— Измена сидит за нашим столом, искрится в наших кубках, рядится в платье наших советников, улыбается устами наших придворных, слышится в хохоте наших шутов, а чаще всего таится под дружеской личиной примирившегося с нами врага. Людовик Орлеанский поверил Иоанну Бургундскому и был убит на улице Барбет. Иоанн Бургундский поверил орлеанской партии и был убит на мосту Монтеро note 80. Я никому не поверю, никому! Слушай: я не спущу глаз с этого дерзкого графа, да и с кардинала тоже — я и ему не очень-то верю, — и, когда я скажу: «Ecosse, en avant» note 81 — стреляй и уложи Кревкера на месте.
— Это мой долг, государь, когда жизнь вашего величества в опасности, — заметил Квентин.
— Конечно. Только это я и хотел сказать. К чему мне смерть этого дерзкого воина! Будь это еще коннетабль Сен-Поль… — Тут король замолчал, как будто спохватившись, что сказал лишнее, но тотчас продолжал со смехом:
— Я вспомнил, как наш зять Иаков Шотландский note 82 — ваш король Джеймс, Квентин, — заколол Дугласа, когда тот гостил у него, в своем собственном замке Скирлинге.

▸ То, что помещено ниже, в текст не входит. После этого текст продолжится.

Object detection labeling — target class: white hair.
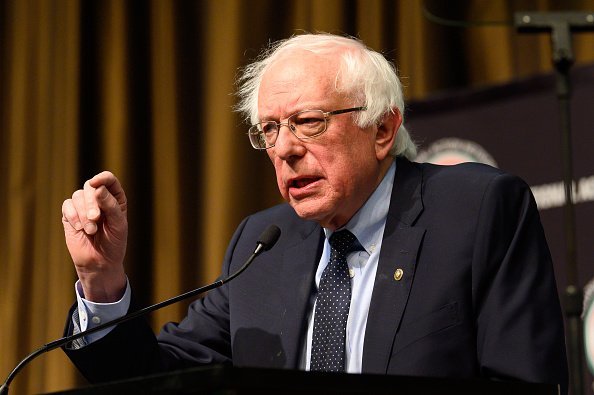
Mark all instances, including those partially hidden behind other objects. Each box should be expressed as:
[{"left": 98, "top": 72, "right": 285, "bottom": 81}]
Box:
[{"left": 235, "top": 33, "right": 417, "bottom": 160}]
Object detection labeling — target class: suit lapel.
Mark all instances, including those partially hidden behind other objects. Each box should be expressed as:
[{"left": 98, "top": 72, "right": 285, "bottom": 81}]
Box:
[
  {"left": 362, "top": 159, "right": 425, "bottom": 374},
  {"left": 281, "top": 223, "right": 323, "bottom": 368}
]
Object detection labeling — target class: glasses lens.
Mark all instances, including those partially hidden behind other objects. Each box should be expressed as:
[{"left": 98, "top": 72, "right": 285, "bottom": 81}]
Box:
[
  {"left": 288, "top": 110, "right": 326, "bottom": 138},
  {"left": 248, "top": 121, "right": 278, "bottom": 149},
  {"left": 248, "top": 125, "right": 266, "bottom": 149}
]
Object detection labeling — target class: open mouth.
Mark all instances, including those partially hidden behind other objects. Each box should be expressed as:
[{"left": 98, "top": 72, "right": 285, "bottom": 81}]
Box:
[{"left": 289, "top": 177, "right": 318, "bottom": 188}]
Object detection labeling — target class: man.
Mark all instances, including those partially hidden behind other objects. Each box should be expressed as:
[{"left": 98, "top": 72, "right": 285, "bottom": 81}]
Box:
[{"left": 62, "top": 34, "right": 567, "bottom": 391}]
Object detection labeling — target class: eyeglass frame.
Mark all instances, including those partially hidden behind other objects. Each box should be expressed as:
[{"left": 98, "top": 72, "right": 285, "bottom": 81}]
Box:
[{"left": 247, "top": 106, "right": 367, "bottom": 151}]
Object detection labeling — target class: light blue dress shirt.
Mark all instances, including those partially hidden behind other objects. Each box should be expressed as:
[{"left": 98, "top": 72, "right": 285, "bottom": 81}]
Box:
[{"left": 301, "top": 162, "right": 396, "bottom": 373}]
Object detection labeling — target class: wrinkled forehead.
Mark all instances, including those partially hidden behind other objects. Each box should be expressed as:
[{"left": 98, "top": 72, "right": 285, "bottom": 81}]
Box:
[{"left": 258, "top": 51, "right": 338, "bottom": 119}]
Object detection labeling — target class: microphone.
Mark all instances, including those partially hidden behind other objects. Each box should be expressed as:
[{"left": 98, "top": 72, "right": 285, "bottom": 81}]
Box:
[{"left": 0, "top": 225, "right": 281, "bottom": 395}]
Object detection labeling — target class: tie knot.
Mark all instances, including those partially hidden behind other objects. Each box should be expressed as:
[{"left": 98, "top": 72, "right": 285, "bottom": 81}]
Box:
[{"left": 328, "top": 229, "right": 357, "bottom": 255}]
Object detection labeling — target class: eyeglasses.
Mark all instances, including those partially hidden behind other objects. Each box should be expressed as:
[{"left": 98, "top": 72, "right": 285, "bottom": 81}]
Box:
[{"left": 248, "top": 107, "right": 367, "bottom": 150}]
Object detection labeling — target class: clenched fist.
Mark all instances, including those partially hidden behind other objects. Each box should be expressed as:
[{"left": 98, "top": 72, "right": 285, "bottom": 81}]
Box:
[{"left": 62, "top": 171, "right": 128, "bottom": 303}]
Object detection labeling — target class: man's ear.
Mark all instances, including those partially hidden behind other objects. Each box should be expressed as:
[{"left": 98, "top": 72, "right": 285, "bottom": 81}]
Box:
[{"left": 375, "top": 108, "right": 402, "bottom": 161}]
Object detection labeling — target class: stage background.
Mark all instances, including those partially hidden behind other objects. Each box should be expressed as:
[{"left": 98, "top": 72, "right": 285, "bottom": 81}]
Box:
[{"left": 0, "top": 0, "right": 594, "bottom": 394}]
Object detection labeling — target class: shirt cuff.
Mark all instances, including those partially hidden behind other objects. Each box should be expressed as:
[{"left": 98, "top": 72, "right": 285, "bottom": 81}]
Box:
[{"left": 74, "top": 279, "right": 132, "bottom": 344}]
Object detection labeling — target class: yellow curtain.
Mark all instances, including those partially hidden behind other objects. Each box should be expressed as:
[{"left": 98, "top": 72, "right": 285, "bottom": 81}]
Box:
[{"left": 0, "top": 0, "right": 594, "bottom": 394}]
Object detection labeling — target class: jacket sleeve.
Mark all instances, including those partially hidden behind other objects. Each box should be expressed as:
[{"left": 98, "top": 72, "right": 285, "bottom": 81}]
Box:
[
  {"left": 58, "top": 219, "right": 247, "bottom": 383},
  {"left": 472, "top": 174, "right": 568, "bottom": 394}
]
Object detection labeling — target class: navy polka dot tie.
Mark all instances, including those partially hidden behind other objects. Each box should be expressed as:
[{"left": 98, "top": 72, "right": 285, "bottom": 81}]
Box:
[{"left": 310, "top": 230, "right": 357, "bottom": 372}]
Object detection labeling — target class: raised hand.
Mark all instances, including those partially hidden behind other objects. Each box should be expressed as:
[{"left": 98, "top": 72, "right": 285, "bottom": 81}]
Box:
[{"left": 62, "top": 171, "right": 128, "bottom": 303}]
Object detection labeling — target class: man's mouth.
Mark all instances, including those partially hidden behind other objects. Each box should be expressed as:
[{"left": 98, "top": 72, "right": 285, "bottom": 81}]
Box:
[{"left": 289, "top": 177, "right": 318, "bottom": 188}]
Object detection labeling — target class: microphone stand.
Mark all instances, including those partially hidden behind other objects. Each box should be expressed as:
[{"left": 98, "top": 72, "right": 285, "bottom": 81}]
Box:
[
  {"left": 514, "top": 12, "right": 594, "bottom": 395},
  {"left": 0, "top": 225, "right": 280, "bottom": 395}
]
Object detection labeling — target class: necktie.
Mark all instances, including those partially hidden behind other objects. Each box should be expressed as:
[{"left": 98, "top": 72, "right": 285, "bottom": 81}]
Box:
[{"left": 310, "top": 230, "right": 357, "bottom": 372}]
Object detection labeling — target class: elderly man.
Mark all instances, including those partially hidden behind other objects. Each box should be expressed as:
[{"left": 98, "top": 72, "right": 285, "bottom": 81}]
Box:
[{"left": 62, "top": 34, "right": 567, "bottom": 388}]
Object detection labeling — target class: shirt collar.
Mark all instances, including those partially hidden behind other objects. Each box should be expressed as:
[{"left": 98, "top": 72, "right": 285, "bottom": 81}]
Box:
[{"left": 324, "top": 161, "right": 396, "bottom": 254}]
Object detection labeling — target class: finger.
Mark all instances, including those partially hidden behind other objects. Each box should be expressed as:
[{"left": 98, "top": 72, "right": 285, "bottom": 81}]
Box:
[
  {"left": 95, "top": 185, "right": 125, "bottom": 220},
  {"left": 89, "top": 171, "right": 127, "bottom": 211},
  {"left": 83, "top": 181, "right": 101, "bottom": 225},
  {"left": 62, "top": 199, "right": 83, "bottom": 231},
  {"left": 72, "top": 188, "right": 101, "bottom": 235}
]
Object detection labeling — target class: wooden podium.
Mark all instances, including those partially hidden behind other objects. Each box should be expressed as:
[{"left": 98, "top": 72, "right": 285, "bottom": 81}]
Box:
[{"left": 45, "top": 365, "right": 558, "bottom": 395}]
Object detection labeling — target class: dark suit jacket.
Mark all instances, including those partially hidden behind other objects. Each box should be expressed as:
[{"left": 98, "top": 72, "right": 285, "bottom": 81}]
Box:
[{"left": 66, "top": 159, "right": 567, "bottom": 388}]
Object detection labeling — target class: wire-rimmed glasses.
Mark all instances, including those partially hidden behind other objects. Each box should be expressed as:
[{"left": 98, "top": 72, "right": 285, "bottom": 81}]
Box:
[{"left": 248, "top": 107, "right": 367, "bottom": 150}]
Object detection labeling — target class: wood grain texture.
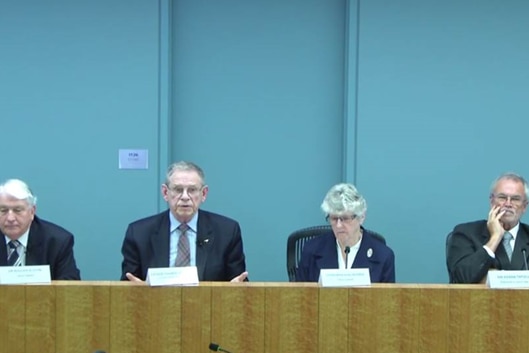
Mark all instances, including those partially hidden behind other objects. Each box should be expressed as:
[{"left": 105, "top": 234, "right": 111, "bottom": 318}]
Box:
[
  {"left": 0, "top": 282, "right": 529, "bottom": 353},
  {"left": 0, "top": 286, "right": 26, "bottom": 353},
  {"left": 55, "top": 285, "right": 110, "bottom": 352},
  {"left": 264, "top": 287, "right": 319, "bottom": 352}
]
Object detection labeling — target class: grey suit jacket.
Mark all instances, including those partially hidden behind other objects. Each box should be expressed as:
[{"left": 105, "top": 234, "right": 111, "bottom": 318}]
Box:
[
  {"left": 0, "top": 216, "right": 81, "bottom": 280},
  {"left": 121, "top": 210, "right": 246, "bottom": 281}
]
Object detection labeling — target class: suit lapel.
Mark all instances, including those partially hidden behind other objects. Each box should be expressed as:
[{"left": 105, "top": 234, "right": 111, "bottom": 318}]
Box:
[
  {"left": 0, "top": 233, "right": 7, "bottom": 266},
  {"left": 315, "top": 233, "right": 338, "bottom": 270},
  {"left": 149, "top": 210, "right": 170, "bottom": 267},
  {"left": 195, "top": 210, "right": 215, "bottom": 280},
  {"left": 26, "top": 216, "right": 46, "bottom": 266}
]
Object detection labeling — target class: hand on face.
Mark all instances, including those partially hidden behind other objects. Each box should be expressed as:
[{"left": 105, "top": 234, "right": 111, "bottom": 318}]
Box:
[
  {"left": 487, "top": 206, "right": 505, "bottom": 238},
  {"left": 489, "top": 179, "right": 527, "bottom": 230}
]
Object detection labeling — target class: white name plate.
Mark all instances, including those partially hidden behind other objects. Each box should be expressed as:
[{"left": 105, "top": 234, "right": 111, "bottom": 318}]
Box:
[
  {"left": 487, "top": 271, "right": 529, "bottom": 289},
  {"left": 147, "top": 266, "right": 198, "bottom": 286},
  {"left": 0, "top": 265, "right": 51, "bottom": 284},
  {"left": 318, "top": 268, "right": 371, "bottom": 287}
]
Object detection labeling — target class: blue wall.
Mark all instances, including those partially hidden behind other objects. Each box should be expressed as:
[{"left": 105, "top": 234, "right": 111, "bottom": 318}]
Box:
[{"left": 0, "top": 0, "right": 529, "bottom": 283}]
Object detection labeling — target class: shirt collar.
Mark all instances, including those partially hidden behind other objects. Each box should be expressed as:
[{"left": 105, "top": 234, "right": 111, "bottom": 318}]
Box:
[
  {"left": 4, "top": 227, "right": 30, "bottom": 248},
  {"left": 169, "top": 211, "right": 198, "bottom": 233},
  {"left": 507, "top": 222, "right": 520, "bottom": 240}
]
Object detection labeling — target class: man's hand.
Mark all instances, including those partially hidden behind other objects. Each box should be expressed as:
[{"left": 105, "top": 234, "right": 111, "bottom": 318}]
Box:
[
  {"left": 125, "top": 272, "right": 145, "bottom": 284},
  {"left": 485, "top": 206, "right": 505, "bottom": 252},
  {"left": 230, "top": 271, "right": 248, "bottom": 282}
]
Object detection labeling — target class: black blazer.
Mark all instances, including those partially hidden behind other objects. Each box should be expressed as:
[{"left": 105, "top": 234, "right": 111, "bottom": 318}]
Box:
[
  {"left": 121, "top": 210, "right": 246, "bottom": 281},
  {"left": 0, "top": 216, "right": 81, "bottom": 280},
  {"left": 446, "top": 220, "right": 529, "bottom": 283},
  {"left": 296, "top": 230, "right": 395, "bottom": 283}
]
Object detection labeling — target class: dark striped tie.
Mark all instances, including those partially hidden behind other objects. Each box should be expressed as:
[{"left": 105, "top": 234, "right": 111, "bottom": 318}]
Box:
[
  {"left": 175, "top": 223, "right": 191, "bottom": 267},
  {"left": 7, "top": 240, "right": 19, "bottom": 266},
  {"left": 503, "top": 232, "right": 514, "bottom": 261}
]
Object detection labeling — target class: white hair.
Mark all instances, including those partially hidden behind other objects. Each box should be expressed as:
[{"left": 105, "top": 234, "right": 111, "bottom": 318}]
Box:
[{"left": 0, "top": 179, "right": 37, "bottom": 206}]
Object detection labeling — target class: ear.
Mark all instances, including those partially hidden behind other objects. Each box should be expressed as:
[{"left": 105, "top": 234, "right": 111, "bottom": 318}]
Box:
[
  {"left": 202, "top": 185, "right": 209, "bottom": 202},
  {"left": 161, "top": 184, "right": 169, "bottom": 201},
  {"left": 358, "top": 213, "right": 366, "bottom": 225}
]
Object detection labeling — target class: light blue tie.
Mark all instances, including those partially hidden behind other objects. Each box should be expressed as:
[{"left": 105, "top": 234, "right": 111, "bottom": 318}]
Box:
[
  {"left": 7, "top": 240, "right": 19, "bottom": 266},
  {"left": 503, "top": 232, "right": 513, "bottom": 261}
]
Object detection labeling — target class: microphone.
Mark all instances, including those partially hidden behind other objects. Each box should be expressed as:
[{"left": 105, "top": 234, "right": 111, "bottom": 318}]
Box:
[
  {"left": 209, "top": 342, "right": 231, "bottom": 353},
  {"left": 345, "top": 246, "right": 351, "bottom": 270},
  {"left": 197, "top": 238, "right": 209, "bottom": 246}
]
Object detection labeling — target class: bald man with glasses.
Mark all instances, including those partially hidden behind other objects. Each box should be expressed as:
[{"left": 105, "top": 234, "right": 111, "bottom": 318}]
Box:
[{"left": 446, "top": 173, "right": 529, "bottom": 283}]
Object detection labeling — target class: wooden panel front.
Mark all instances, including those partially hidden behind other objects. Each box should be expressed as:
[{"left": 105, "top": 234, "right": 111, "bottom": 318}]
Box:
[
  {"left": 264, "top": 286, "right": 319, "bottom": 352},
  {"left": 0, "top": 282, "right": 529, "bottom": 353},
  {"left": 53, "top": 285, "right": 110, "bottom": 352},
  {"left": 0, "top": 286, "right": 26, "bottom": 353}
]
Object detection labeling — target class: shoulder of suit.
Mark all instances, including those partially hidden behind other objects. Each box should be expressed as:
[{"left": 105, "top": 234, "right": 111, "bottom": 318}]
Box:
[
  {"left": 129, "top": 210, "right": 169, "bottom": 226},
  {"left": 198, "top": 209, "right": 239, "bottom": 223},
  {"left": 454, "top": 219, "right": 487, "bottom": 231},
  {"left": 30, "top": 216, "right": 73, "bottom": 237}
]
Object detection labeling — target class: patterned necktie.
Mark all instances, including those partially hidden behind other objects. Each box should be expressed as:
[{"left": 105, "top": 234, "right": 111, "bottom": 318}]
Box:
[
  {"left": 502, "top": 232, "right": 513, "bottom": 261},
  {"left": 7, "top": 240, "right": 19, "bottom": 266},
  {"left": 175, "top": 223, "right": 191, "bottom": 267}
]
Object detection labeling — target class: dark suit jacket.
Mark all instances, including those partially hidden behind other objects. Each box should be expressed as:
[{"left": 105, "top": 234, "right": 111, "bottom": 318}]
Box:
[
  {"left": 446, "top": 220, "right": 529, "bottom": 283},
  {"left": 0, "top": 216, "right": 81, "bottom": 280},
  {"left": 121, "top": 210, "right": 246, "bottom": 281},
  {"left": 296, "top": 230, "right": 395, "bottom": 283}
]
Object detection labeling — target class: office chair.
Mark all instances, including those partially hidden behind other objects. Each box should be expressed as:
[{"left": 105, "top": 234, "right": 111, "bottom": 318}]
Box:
[{"left": 287, "top": 225, "right": 386, "bottom": 282}]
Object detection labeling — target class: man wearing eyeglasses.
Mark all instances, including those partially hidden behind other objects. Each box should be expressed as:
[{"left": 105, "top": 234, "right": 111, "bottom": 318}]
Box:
[
  {"left": 121, "top": 162, "right": 248, "bottom": 282},
  {"left": 296, "top": 184, "right": 395, "bottom": 283},
  {"left": 446, "top": 173, "right": 529, "bottom": 283}
]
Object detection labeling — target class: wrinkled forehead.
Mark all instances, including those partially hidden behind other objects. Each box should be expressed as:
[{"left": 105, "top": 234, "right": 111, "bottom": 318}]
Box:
[
  {"left": 169, "top": 170, "right": 203, "bottom": 186},
  {"left": 0, "top": 193, "right": 30, "bottom": 207}
]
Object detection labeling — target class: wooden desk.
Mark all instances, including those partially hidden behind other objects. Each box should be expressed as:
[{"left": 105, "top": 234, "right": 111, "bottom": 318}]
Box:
[{"left": 0, "top": 281, "right": 529, "bottom": 353}]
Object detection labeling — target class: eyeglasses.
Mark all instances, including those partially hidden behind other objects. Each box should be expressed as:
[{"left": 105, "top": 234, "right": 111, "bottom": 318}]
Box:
[
  {"left": 492, "top": 194, "right": 525, "bottom": 205},
  {"left": 0, "top": 207, "right": 28, "bottom": 216},
  {"left": 166, "top": 185, "right": 204, "bottom": 197},
  {"left": 325, "top": 215, "right": 356, "bottom": 224}
]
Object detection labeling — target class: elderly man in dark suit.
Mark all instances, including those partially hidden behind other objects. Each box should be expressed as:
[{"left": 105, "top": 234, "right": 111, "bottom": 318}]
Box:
[
  {"left": 0, "top": 179, "right": 81, "bottom": 280},
  {"left": 121, "top": 162, "right": 248, "bottom": 282},
  {"left": 446, "top": 173, "right": 529, "bottom": 283},
  {"left": 296, "top": 184, "right": 395, "bottom": 283}
]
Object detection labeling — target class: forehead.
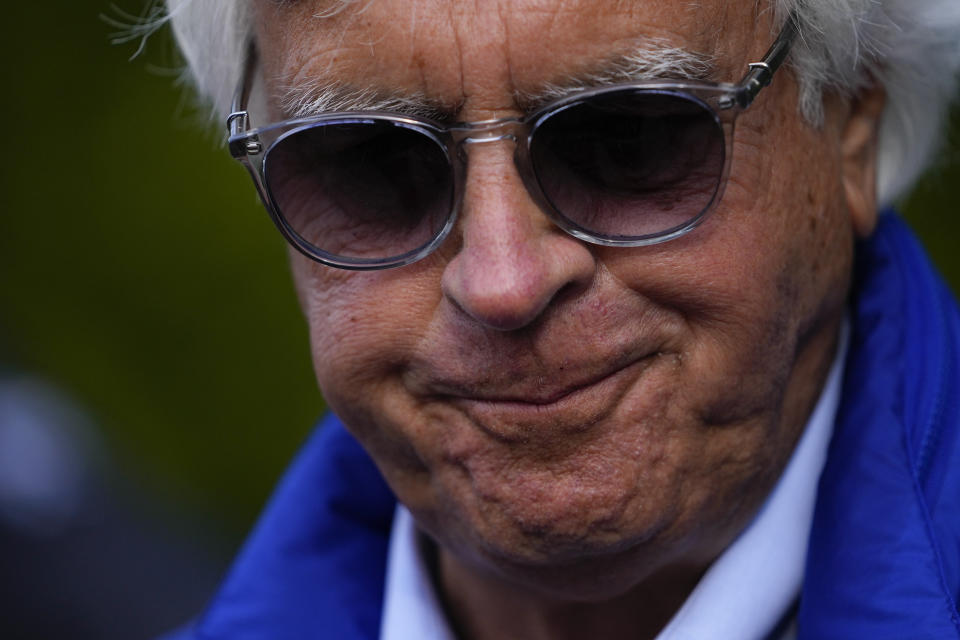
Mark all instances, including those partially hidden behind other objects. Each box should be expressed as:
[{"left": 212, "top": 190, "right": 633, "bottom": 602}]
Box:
[{"left": 254, "top": 0, "right": 770, "bottom": 110}]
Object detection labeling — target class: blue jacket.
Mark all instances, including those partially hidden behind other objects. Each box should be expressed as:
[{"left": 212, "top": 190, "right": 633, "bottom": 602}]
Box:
[{"left": 176, "top": 215, "right": 960, "bottom": 640}]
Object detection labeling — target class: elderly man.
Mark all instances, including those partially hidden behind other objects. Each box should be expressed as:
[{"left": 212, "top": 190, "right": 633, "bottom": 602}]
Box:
[{"left": 161, "top": 0, "right": 960, "bottom": 640}]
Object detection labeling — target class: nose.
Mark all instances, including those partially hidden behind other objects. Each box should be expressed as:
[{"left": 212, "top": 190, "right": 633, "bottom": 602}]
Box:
[{"left": 442, "top": 140, "right": 596, "bottom": 331}]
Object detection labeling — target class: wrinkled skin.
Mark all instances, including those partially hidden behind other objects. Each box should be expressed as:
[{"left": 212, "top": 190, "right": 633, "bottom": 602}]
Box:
[{"left": 255, "top": 0, "right": 882, "bottom": 638}]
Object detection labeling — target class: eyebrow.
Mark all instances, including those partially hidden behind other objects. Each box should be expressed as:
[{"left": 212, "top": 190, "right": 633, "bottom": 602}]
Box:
[{"left": 279, "top": 40, "right": 715, "bottom": 122}]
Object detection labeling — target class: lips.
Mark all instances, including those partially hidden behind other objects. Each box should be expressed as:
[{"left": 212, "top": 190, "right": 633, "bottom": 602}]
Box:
[{"left": 416, "top": 353, "right": 657, "bottom": 444}]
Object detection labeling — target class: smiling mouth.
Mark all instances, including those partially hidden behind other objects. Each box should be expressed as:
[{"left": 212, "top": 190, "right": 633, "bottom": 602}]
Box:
[{"left": 445, "top": 353, "right": 660, "bottom": 444}]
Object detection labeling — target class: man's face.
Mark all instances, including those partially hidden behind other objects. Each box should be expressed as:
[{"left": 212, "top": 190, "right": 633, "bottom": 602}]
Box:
[{"left": 256, "top": 0, "right": 871, "bottom": 598}]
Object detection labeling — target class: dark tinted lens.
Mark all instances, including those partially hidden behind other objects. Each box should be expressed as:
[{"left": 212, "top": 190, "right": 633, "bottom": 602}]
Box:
[
  {"left": 264, "top": 120, "right": 453, "bottom": 260},
  {"left": 530, "top": 90, "right": 725, "bottom": 239}
]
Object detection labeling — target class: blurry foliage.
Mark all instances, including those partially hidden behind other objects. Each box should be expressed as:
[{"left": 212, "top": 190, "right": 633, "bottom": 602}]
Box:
[
  {"left": 0, "top": 1, "right": 323, "bottom": 535},
  {"left": 0, "top": 0, "right": 960, "bottom": 536}
]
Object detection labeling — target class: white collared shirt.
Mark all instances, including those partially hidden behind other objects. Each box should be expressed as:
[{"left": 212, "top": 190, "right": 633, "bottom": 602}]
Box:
[{"left": 380, "top": 323, "right": 849, "bottom": 640}]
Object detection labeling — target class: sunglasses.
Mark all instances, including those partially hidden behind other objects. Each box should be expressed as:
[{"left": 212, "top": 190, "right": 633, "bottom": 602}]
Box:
[{"left": 227, "top": 15, "right": 797, "bottom": 270}]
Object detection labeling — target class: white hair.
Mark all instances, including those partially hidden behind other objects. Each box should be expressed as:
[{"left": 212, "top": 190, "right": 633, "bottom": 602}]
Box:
[{"left": 166, "top": 0, "right": 960, "bottom": 204}]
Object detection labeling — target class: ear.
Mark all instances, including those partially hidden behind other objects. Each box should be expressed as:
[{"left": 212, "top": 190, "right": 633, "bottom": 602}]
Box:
[{"left": 840, "top": 86, "right": 887, "bottom": 238}]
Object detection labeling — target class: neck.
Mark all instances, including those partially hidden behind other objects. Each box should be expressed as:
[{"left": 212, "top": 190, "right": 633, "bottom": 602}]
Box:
[{"left": 436, "top": 550, "right": 706, "bottom": 640}]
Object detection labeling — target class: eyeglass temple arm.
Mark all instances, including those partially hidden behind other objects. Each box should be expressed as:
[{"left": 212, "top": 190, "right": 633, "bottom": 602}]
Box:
[
  {"left": 227, "top": 42, "right": 257, "bottom": 152},
  {"left": 227, "top": 13, "right": 799, "bottom": 131},
  {"left": 737, "top": 12, "right": 799, "bottom": 109}
]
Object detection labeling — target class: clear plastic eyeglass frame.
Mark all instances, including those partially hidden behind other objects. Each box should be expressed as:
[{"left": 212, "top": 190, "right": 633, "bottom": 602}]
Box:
[{"left": 227, "top": 14, "right": 798, "bottom": 270}]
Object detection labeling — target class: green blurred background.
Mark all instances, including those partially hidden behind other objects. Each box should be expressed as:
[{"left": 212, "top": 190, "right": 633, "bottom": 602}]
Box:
[{"left": 0, "top": 0, "right": 960, "bottom": 548}]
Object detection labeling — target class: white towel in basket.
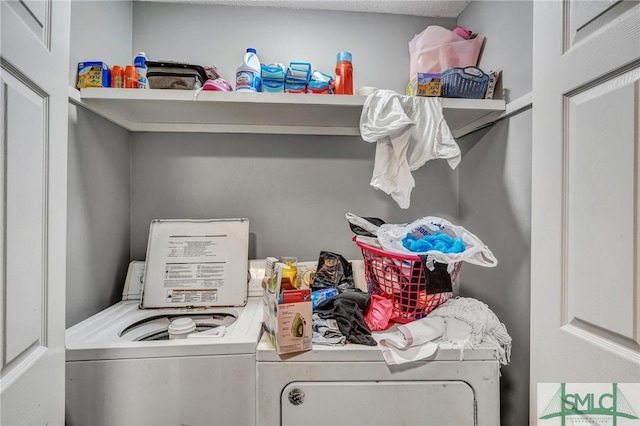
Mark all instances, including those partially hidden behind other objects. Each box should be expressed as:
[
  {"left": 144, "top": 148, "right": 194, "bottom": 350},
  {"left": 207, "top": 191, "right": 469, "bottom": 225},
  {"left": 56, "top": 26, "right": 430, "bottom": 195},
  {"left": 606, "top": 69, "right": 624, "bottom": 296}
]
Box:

— В Стирлинге, не во гнев будь сказано вашему величеству, — заметил Квентин. — Из этого дела вышло мало добра.
— Так вы зовете его Стирлинг? — спросил король, как будто не расслышав последних слов Квентина. — Ну, пусть Стирлинг, дело не в названии. Но хоть я и не желаю зла этим людям.., нет, их смерть ни к чему бы мне не послужила.., да они-то, быть может, иначе относятся ко мне… Ну ладно, я полагаюсь на твой мушкетон.
— Я буду ждать сигнала, но…
— Ты колеблешься, — сказал король. — Говори, я тебе разрешаю. От такого, как ты, можно иногда получить дельный совет.
— С вашего разрешения, я хотел только спросить, — ответил Квентин, — зачем, если у вашего величества есть причины не доверять этому бургундцу, вы хотите допустить его к вашей особе, и притом наедине?
— Успокойся, господин оруженосец, — сказал король, — есть опасности, которым надо прямо смотреть в глаза. Если же ты станешь уклоняться от них — гибель становится неизбежной, если я смело подойду к собаке, которая рычит на меня, и приласкаю ее, то десять шансов против одного, что она меня не тронет. Если же я выкажу ей свой страх, она наверняка бросится и укусит меня. Я буду с тобой откровенен: для меня очень важно, чтобы этот человек вернулся к своему сумасбродному господину, не затаив гнева против меня. Вот почему я и иду на такую опасность. Я никогда не боялся рисковать своей жизнью для блага моего королевства… Ступай за мной!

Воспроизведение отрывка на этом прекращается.